Facile fabrication of novel Ag2S-ZnO/GO nanocomposite with its enhanced photocatalytic and biological applications

Abstract Progression in nanotechnology enormously influence on the synthesis of highly proficient photo materials, which can be used for a number of applications in diverse fields. Herein, a novel heterostructured Ag2S-ZnO/GO nanocomposite was fabricated via a simple sol-gel/ultrasound method and was used to study photocatalytic degradation of organic dye solution under UV/visible light irradiation. The physicochemical characteristics of prepared nanocomposite signify that it exhibits remarkable morphology, high surface area and homogenized particle distribution. The average crystallite size of ZnO, Ag2S-ZnO and Ag2S-ZnO/GO was calculated to be 21.2, 24.5 and 26.4 nm, respectively. Prepared nanocomposite are found to be exceptionally efficient for photocatalytic degradation of methyl orange (MO) as compared to other materials. The photodegradation of MO was achieved up to 98.1% under UV and 66.8% under visible light irradiation within 50 min. However, the characteristic features of graphene including storage and transferring of electrons and establishment of heterojunction between Ag2S and ZnO are responsible for enhanced efficiency towards separation of photoinduced electron/hole pairs as well as increased charge transferring due to lowering of bandgap. More importantly, the Ag2S-ZnO/GO nanocomposite displays superior antibacterial, antifungal and antioxidant activities.
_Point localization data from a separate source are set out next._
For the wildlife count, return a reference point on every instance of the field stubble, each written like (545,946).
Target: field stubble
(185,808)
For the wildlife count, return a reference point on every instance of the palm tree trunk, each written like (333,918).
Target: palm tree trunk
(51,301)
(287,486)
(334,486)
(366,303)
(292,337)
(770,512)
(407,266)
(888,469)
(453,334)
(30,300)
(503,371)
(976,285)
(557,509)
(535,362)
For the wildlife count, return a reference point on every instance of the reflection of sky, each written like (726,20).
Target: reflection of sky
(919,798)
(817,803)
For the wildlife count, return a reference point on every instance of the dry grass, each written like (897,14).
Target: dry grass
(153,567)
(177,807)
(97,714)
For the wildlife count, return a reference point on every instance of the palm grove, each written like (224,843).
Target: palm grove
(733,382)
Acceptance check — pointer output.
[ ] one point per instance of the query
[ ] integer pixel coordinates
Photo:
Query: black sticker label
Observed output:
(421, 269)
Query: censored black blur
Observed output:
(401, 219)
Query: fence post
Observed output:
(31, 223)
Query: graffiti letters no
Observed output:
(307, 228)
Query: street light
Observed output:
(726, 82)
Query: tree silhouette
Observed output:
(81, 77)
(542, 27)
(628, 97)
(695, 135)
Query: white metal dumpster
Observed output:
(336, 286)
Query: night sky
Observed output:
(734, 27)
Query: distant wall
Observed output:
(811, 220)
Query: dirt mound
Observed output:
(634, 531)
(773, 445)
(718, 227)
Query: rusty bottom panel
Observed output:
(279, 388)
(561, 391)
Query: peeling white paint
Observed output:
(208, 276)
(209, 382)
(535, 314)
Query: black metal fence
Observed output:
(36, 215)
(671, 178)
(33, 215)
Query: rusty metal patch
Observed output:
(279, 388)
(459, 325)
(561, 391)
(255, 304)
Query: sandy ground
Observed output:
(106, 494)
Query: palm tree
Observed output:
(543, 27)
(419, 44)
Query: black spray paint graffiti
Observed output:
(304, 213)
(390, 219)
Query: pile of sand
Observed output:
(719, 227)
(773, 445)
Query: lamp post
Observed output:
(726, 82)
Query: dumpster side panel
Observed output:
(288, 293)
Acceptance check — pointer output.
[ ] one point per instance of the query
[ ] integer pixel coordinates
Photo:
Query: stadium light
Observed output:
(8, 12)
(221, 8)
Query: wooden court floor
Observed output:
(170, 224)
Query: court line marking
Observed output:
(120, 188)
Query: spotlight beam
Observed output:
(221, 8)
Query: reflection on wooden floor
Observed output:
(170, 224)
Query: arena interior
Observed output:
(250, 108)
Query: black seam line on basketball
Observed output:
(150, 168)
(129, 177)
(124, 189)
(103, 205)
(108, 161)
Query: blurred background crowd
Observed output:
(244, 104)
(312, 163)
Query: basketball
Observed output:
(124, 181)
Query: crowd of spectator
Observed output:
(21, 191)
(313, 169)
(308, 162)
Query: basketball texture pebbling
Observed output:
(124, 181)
The further investigations of antibacterial and antifungal properties of as-synthesized nanocomposite revealed that by adding Ag2S-ZnO/GO to bacterial and fungal media, a clear zone of inhibition for both bacteria and fungi medium was observed. It can be concluded from the results that Ag2S-ZnO/GO nanocomposite having remarkable structure reliability are excellent candidate for both photocatalytic and biomedical applications. Moreover, the possible degradation mechanism of photocatalyst was also predicted.